The Turkish used to come strung on a piece of vine, but I haven't seen them that way in a mort of years.


----------



## french fries (Sep 5, 2008)

The ones I have are still on the vine, but yellow, hard, not that sweet, and definitely not Medjool.. I think they're Deglet Noor, so I was comparing them to the dark brown Deglet Noor I find boxed at the supermarket or in a bag at the Farmer's Market.


----------



## chickprincess (Sep 4, 2009)

I have a suggestion of a recipe which you can use fresh dates.
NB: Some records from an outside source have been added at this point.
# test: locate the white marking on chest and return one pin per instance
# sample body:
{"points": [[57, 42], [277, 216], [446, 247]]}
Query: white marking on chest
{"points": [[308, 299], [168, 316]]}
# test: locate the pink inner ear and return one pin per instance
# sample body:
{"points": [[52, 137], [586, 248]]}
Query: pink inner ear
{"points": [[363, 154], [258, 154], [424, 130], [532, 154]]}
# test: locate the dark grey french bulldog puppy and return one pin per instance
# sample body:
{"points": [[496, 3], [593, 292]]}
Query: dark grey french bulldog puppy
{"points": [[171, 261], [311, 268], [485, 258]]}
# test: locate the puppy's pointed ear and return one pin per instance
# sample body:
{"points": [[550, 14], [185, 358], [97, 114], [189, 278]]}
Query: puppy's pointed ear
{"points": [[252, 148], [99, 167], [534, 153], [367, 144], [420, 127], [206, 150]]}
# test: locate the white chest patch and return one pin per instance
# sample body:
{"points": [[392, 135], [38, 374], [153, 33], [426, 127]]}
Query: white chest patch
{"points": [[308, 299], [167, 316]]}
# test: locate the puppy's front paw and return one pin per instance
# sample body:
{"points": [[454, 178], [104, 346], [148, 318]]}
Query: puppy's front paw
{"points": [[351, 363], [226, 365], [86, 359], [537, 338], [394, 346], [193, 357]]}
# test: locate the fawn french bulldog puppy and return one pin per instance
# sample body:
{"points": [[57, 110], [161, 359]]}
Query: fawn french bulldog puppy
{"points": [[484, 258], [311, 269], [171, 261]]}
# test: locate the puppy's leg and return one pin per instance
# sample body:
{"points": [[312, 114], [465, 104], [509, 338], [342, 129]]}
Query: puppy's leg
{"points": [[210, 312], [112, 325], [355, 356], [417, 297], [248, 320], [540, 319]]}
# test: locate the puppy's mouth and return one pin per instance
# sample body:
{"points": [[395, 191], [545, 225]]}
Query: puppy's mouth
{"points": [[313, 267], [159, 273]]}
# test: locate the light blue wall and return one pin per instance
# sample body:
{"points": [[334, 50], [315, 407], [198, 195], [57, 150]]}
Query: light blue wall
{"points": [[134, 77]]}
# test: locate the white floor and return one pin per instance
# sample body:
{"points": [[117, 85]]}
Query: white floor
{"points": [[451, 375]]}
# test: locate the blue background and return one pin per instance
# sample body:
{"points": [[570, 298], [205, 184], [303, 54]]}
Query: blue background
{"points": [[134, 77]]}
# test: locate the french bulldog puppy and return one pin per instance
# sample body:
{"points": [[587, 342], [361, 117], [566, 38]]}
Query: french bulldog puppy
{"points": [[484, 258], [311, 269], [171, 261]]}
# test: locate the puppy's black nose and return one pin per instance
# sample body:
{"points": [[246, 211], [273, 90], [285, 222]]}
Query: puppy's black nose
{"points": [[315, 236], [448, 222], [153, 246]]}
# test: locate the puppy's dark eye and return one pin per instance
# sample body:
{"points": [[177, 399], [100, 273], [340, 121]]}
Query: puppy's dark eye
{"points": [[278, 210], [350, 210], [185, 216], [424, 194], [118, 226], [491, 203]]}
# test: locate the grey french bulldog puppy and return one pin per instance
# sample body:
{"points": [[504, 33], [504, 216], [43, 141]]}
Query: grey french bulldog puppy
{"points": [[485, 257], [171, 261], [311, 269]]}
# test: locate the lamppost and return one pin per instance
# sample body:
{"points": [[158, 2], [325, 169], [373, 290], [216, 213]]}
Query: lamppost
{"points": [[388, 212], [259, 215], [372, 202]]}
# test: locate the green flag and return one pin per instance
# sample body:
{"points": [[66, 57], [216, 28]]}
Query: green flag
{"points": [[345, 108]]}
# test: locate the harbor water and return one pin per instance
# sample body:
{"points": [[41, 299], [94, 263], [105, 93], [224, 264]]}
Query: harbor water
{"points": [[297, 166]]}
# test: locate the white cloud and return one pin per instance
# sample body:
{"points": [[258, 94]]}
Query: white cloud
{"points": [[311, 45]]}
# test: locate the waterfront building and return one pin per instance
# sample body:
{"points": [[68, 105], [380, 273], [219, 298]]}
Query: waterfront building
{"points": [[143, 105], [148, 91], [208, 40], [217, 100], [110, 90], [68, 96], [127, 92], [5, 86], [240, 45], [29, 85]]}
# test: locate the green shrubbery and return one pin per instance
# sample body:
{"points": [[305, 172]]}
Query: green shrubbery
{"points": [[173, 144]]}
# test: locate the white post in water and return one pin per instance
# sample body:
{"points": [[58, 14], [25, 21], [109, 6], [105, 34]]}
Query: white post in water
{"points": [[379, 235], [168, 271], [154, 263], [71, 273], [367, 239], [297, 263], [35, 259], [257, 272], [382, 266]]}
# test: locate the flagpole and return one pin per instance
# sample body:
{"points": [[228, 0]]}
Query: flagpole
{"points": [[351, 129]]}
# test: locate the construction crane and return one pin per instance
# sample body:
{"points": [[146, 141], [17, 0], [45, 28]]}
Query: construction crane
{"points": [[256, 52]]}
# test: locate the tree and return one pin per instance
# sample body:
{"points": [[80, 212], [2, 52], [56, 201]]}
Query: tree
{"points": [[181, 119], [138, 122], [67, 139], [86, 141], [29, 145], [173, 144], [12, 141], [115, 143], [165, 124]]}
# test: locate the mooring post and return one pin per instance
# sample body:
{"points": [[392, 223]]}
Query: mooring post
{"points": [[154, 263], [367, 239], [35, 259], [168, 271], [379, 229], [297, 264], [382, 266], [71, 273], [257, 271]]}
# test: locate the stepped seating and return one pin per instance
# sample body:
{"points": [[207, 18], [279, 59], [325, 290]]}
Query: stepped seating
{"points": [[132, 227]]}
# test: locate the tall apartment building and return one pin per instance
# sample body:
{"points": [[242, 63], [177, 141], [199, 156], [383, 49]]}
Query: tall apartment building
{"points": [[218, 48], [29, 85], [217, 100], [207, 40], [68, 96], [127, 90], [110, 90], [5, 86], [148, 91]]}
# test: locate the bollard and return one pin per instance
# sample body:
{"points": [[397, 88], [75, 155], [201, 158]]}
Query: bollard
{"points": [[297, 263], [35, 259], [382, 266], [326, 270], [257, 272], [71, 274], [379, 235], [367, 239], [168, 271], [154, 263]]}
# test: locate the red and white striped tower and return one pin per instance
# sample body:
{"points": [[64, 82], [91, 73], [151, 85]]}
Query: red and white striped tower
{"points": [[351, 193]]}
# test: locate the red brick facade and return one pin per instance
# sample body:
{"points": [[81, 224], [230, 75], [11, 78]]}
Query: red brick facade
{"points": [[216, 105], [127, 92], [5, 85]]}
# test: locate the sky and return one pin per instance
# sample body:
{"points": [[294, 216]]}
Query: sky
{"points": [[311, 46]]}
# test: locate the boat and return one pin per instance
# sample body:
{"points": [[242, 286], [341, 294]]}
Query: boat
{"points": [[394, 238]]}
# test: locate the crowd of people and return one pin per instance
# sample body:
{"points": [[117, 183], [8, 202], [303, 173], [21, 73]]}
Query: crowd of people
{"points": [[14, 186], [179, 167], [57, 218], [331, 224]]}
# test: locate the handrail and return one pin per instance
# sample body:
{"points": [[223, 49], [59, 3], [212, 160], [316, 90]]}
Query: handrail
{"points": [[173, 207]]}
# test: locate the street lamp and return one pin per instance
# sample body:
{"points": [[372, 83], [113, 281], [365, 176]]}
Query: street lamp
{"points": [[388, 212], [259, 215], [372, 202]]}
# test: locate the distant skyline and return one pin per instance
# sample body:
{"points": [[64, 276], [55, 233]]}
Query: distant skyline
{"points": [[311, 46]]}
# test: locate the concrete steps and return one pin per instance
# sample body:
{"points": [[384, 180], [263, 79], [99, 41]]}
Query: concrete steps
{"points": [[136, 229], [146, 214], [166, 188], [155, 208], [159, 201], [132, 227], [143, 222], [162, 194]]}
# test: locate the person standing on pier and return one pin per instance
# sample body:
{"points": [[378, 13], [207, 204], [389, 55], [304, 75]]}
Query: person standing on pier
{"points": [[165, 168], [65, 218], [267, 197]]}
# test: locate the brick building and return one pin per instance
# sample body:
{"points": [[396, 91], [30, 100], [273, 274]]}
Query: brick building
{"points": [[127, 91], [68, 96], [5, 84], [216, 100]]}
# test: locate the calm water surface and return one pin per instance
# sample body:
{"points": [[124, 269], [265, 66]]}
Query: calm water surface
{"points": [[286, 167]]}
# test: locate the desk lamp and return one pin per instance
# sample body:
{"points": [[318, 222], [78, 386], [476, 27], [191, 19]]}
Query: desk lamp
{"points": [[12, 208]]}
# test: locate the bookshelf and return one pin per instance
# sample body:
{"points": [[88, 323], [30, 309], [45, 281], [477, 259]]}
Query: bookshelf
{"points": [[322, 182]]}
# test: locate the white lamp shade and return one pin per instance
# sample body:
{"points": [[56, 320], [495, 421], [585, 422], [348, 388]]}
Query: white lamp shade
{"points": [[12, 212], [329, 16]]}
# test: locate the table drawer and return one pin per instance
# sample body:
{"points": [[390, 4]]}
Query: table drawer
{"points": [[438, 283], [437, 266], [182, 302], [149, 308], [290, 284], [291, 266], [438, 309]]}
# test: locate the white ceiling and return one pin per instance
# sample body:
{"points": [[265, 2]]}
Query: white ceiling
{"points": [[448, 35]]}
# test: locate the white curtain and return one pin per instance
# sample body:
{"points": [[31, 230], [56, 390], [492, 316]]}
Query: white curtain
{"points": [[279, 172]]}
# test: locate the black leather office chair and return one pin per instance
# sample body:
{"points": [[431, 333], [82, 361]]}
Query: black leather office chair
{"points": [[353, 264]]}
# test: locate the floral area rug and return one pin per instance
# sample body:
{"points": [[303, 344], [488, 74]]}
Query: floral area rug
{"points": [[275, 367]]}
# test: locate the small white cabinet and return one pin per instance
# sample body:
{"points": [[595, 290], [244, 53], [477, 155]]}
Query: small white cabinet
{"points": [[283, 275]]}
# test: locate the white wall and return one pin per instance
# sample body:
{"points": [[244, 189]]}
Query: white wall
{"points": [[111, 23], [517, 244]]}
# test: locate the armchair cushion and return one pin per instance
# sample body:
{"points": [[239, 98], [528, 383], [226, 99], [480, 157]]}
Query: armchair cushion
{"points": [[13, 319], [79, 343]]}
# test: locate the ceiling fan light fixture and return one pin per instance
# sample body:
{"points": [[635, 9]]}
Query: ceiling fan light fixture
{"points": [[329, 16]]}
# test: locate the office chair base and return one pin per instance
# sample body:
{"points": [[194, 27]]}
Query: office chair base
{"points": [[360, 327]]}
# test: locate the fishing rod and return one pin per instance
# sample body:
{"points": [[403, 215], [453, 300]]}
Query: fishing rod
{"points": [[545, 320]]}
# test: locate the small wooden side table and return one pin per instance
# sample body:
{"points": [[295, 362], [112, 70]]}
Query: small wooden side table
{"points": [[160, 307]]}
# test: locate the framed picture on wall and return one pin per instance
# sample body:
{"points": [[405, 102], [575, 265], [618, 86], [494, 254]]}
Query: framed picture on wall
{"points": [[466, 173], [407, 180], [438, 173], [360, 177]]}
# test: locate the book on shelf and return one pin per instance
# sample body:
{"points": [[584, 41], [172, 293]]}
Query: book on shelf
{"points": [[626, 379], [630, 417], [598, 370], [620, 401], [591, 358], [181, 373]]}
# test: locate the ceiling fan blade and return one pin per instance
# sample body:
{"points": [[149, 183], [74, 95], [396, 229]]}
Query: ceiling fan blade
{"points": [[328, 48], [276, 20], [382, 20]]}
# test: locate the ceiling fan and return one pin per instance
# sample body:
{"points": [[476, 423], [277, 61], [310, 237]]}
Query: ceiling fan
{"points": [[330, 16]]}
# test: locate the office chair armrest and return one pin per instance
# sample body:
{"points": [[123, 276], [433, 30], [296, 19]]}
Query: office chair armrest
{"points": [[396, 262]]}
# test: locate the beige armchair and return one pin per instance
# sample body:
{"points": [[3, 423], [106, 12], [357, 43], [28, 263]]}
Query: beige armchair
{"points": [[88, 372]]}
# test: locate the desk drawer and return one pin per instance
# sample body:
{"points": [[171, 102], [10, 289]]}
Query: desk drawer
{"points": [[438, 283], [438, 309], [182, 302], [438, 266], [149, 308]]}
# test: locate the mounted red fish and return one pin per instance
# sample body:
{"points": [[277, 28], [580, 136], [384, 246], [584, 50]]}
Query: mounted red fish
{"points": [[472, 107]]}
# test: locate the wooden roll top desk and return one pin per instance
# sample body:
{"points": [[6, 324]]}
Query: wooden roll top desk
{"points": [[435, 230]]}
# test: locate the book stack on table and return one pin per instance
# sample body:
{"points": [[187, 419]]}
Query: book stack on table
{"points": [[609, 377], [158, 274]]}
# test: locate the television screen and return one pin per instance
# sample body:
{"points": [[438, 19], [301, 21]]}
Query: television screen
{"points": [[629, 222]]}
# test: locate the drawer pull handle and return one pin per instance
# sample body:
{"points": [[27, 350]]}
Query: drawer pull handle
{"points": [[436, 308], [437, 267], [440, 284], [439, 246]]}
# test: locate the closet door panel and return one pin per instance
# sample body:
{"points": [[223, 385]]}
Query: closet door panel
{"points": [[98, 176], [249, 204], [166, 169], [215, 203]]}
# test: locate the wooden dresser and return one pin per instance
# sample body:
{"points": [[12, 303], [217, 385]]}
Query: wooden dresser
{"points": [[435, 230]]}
Free Recipes - Chicken tagine with fresh dates and lemons recipe - poultry - chicken | cuisine.com.au

Something new for dinner that is easy to do!


----------



## french fries (Sep 5, 2008)

Hmmmmm that Tajine looks yummy! Thanks for that link.


----------



## siduri (Aug 13, 2006)

what can you do with fresh dates?
slap them in the face?
ok, i couldn't resist. sorry. 

I have had fresh dates, but then a few days after i had them home they got wormy. Kind of put me off after that. I think i had bought them unpackaged, and maybe some bugs got at them at the market (they were just there like apples, open to the air and any passing insect). Pretty disgusting though. But they tasted good, the ones i ate immediately. 
I would imagine them with prosciutto maybe, in an appetizer.


----------



## davethecockeral (Jul 26, 2013)

Hi, you need to take these yellow hard dates on the stalk and place them at home in a fruit bowl to ripen, when they start to go soft and brown (they look a bit like they are going off )  they are ready to eat and are fantastic, would you eat a bright green banana ? the only hard part is waiting for them to ripen before you can eat them  what do they taste like ? like eating sunshine and honey


----------



## french fries (Sep 5, 2008)

Great thanks Dave. I guess I'll just keep buying the ripe ones from now on.


----------



## lagom (Sep 5, 2012)

I use fresh dates in my stuffing sometime for quail and goose, not too much, finely chopped, i find the sugar in them is a nice complement to the gaminess of the birds. I was in Tunisia a few years ago, just a month before the revolution, and there were date palms right outside my door at the resort, heaven. Also they went well in the tangine I hade there.


----------



## cerise (Jul 5, 2013)

One of the best dates dishes I've ever had was a date shake with ice cream (in Indio California).

You could use them for baking, i.e. date cake or rugalah with pistachios or walnuts.  Stuffed with goat or blue cheese and almonds & wrapped in prosciutto, in a spinach salad w/ blue cheese & bacon. Or, incorporate them into a stuffing for pork, poultry, etc.. The dates could also be incorporated in a Moroccan dish called Bastilla.


----------